Click to See Complete Forum and Search --> : what's it doing?


PB
03-16-2001, 12:45 AM
when I'm booting up, I get this message:

/dev/hda3 has reached maximal mount count, check forced

then it reads the harddrive for a while and gives me some stats about the drive and continues booting.

It's not really a problem, but I'm just curious as to what exactly its doing because it takes a long time. Does it have to do this on every boot? Is it part of the standard bootup procedure?

Bradmont
03-16-2001, 01:42 AM
Originally posted by PB:
when I'm booting up, I get this message:

/dev/hda3 has reached maximal mount count, check forced

then it reads the harddrive for a while and gives me some stats about the drive and continues booting.

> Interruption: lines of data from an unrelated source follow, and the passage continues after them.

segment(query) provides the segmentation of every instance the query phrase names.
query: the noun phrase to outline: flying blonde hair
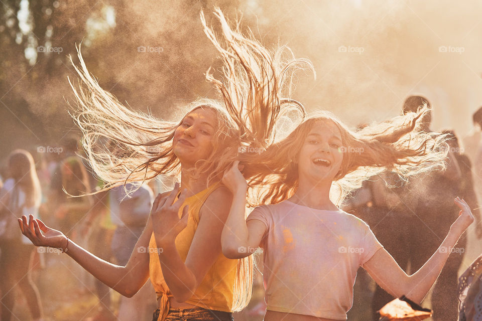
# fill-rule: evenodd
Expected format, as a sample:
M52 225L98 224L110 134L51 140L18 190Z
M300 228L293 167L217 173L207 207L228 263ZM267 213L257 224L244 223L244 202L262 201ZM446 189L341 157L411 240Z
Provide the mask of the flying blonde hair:
M284 117L304 116L303 106L290 98L293 74L303 68L314 70L309 61L295 59L287 47L271 53L251 32L242 34L239 23L231 28L219 9L215 15L220 23L221 40L207 26L202 12L200 18L204 32L223 63L221 80L210 70L206 75L222 100L201 99L188 107L190 111L209 108L217 119L212 152L189 170L194 178L207 174L206 187L221 181L239 148L266 148L274 141ZM179 173L180 163L173 152L172 139L186 115L171 121L127 108L90 74L80 46L77 55L80 67L70 58L81 81L77 89L69 80L77 102L77 108L71 114L82 131L86 158L105 183L101 191L150 180L159 174ZM105 141L107 139L108 143ZM238 261L233 311L242 309L249 302L253 266L252 256Z
M364 181L389 170L401 180L436 169L444 169L448 151L445 134L420 131L422 119L430 108L421 106L383 122L352 130L331 113L323 111L308 117L286 138L261 153L239 155L248 178L251 206L276 204L289 198L298 186L295 159L306 136L315 125L334 123L341 133L343 159L333 180L330 198L340 206L350 192Z

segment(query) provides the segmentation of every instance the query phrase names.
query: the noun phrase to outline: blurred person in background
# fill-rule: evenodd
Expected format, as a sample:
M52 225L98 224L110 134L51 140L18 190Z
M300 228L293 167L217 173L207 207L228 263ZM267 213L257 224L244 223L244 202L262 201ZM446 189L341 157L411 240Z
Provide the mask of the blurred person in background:
M9 178L0 190L0 309L2 321L10 321L15 293L21 290L33 319L42 320L40 295L32 279L33 250L31 242L16 228L22 215L38 217L41 201L39 179L32 155L17 149L9 157ZM18 223L17 223L18 224Z
M411 96L405 100L404 114L416 111L424 103L421 96ZM432 131L431 113L422 119L421 130ZM408 182L397 181L386 175L373 178L367 186L370 195L365 204L370 207L359 213L368 214L368 222L373 232L406 272L416 271L438 247L450 229L458 213L451 201L459 195L467 202L473 200L461 189L464 179L457 162L455 150L449 149L447 169L411 178ZM390 188L387 186L392 186ZM427 195L430 195L429 197ZM471 208L476 203L469 203ZM477 215L475 212L474 216ZM457 315L457 273L461 264L466 243L465 234L460 238L447 259L433 287L432 295L433 319L455 319ZM401 246L403 244L404 246ZM372 302L373 319L378 320L377 311L391 301L393 296L377 286Z
M79 54L81 67L75 67L87 90L72 86L81 109L75 120L84 134L87 157L105 182L105 189L160 174L180 174L180 184L156 197L127 264L101 260L32 217L19 220L34 244L62 248L125 296L137 293L150 276L158 299L155 321L231 321L232 312L248 304L252 258L229 259L221 252L220 234L232 196L221 180L240 147L261 148L260 144L272 140L277 124L273 121L280 114L304 111L299 103L282 95L285 90L291 92L291 73L299 65L313 68L284 47L271 53L251 35L244 37L238 25L232 30L220 10L215 14L222 42L202 12L201 18L205 33L221 54L224 77L221 81L207 72L206 79L223 101L196 101L178 121L122 105L91 76ZM267 128L259 130L259 124ZM115 140L129 156L119 158L105 145L98 146L100 137Z
M124 188L130 193L127 196ZM163 192L166 192L164 191ZM147 222L154 202L154 194L147 184L129 183L109 190L110 219L115 226L111 250L115 263L126 265ZM120 298L117 318L120 321L146 319L156 308L154 289L146 283L131 298Z

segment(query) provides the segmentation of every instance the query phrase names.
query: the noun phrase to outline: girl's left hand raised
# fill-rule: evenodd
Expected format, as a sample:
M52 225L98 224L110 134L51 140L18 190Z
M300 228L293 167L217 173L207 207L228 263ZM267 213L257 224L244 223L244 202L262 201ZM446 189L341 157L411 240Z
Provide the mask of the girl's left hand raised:
M226 169L222 176L222 184L233 193L237 191L243 191L246 193L248 188L246 180L241 174L244 165L239 166L239 160L234 160L230 168Z
M153 230L158 244L174 242L177 235L187 226L188 206L184 206L181 218L178 214L179 209L188 196L186 189L183 190L177 200L173 203L179 190L179 184L176 183L174 189L167 197L163 197L162 194L159 194L152 205L151 215Z
M473 215L470 211L470 207L463 199L457 198L453 200L455 203L460 209L458 213L458 217L452 224L452 226L456 226L461 229L462 231L465 231L473 222Z

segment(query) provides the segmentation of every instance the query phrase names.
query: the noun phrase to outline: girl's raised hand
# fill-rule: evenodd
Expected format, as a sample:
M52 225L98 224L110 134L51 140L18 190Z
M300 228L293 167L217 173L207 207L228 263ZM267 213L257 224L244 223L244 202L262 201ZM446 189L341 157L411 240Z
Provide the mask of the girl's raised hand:
M464 231L473 222L473 215L470 211L470 207L463 200L460 199L458 196L453 200L455 203L460 209L458 213L458 217L453 222L452 226L456 226Z
M47 226L40 220L34 219L31 214L27 216L22 215L18 219L19 226L22 233L29 238L32 243L37 246L50 246L58 249L65 249L67 246L67 237L60 231Z
M237 191L246 191L248 183L245 179L241 171L244 165L239 166L239 160L234 160L232 166L224 171L222 176L222 184L234 194Z
M156 240L159 244L165 241L172 242L176 237L187 226L188 206L184 207L179 218L179 211L190 193L185 189L177 200L174 202L179 193L179 184L176 183L174 189L167 196L158 195L153 204L151 215L153 230ZM190 193L192 194L192 193Z

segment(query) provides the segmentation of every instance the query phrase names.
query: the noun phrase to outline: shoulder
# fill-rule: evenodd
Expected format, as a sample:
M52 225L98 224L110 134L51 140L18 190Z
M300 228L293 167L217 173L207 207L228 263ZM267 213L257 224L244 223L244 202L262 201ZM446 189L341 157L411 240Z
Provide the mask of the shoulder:
M370 229L370 226L365 221L353 214L343 211L340 212L340 215L345 219L346 223L352 228L363 231L364 232L366 232L367 229Z
M13 189L15 186L15 180L14 179L8 179L4 183L3 189L6 192L10 192Z
M200 217L214 215L227 217L232 201L232 194L225 186L221 185L211 192L204 201L199 211Z

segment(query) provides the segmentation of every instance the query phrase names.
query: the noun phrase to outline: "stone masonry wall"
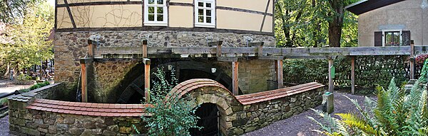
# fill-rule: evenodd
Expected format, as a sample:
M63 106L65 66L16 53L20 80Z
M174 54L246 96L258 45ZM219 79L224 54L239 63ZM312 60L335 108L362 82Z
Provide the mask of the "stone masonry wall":
M92 83L94 84L88 91L88 99L90 102L116 103L121 91L124 90L123 87L121 88L121 86L128 86L121 81L138 62L141 61L137 60L111 60L95 62L94 82ZM132 81L135 79L128 79Z
M78 31L56 32L54 41L55 50L55 81L64 82L63 96L73 96L77 88L80 73L80 58L87 54L87 40L91 35L99 35L101 47L141 47L141 40L148 40L148 47L203 47L207 38L223 40L224 47L245 47L245 38L252 42L265 42L265 46L274 46L271 35L190 31ZM119 74L124 74L121 73Z
M9 101L9 132L15 135L128 135L135 125L146 132L140 117L102 117L58 113L27 109L34 98L55 98L63 89L61 84L11 96Z
M322 88L243 107L233 107L226 121L232 123L228 134L240 135L288 118L321 104Z

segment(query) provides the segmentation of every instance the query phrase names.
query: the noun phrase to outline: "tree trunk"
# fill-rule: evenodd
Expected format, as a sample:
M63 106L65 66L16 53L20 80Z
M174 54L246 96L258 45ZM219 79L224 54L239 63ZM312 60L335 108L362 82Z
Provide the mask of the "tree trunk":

It's not really a problem, but I'm just curious as to what exactly its doing because it takes a long time. Does it have to do this on every boot? Is it part of the standard bootup procedure?
It's completely normal. What it means is that your partition(s) have been mounted a certain number of times whithout being checked, so the boot just verifies that there is nothing wrong with the partitions (eg, corrupted filesystems, etc). The x.x percent non-contiguous means that the drive is x.x % fragmented (what a defrag in windows reverses). Tho in Linux, you rarely (if ever) need to defrag.

Derango
03-16-2001, 07:54 AM
Yep, thats normal...every once and awhile at least. If it starts every time you boot up, then you have a problem.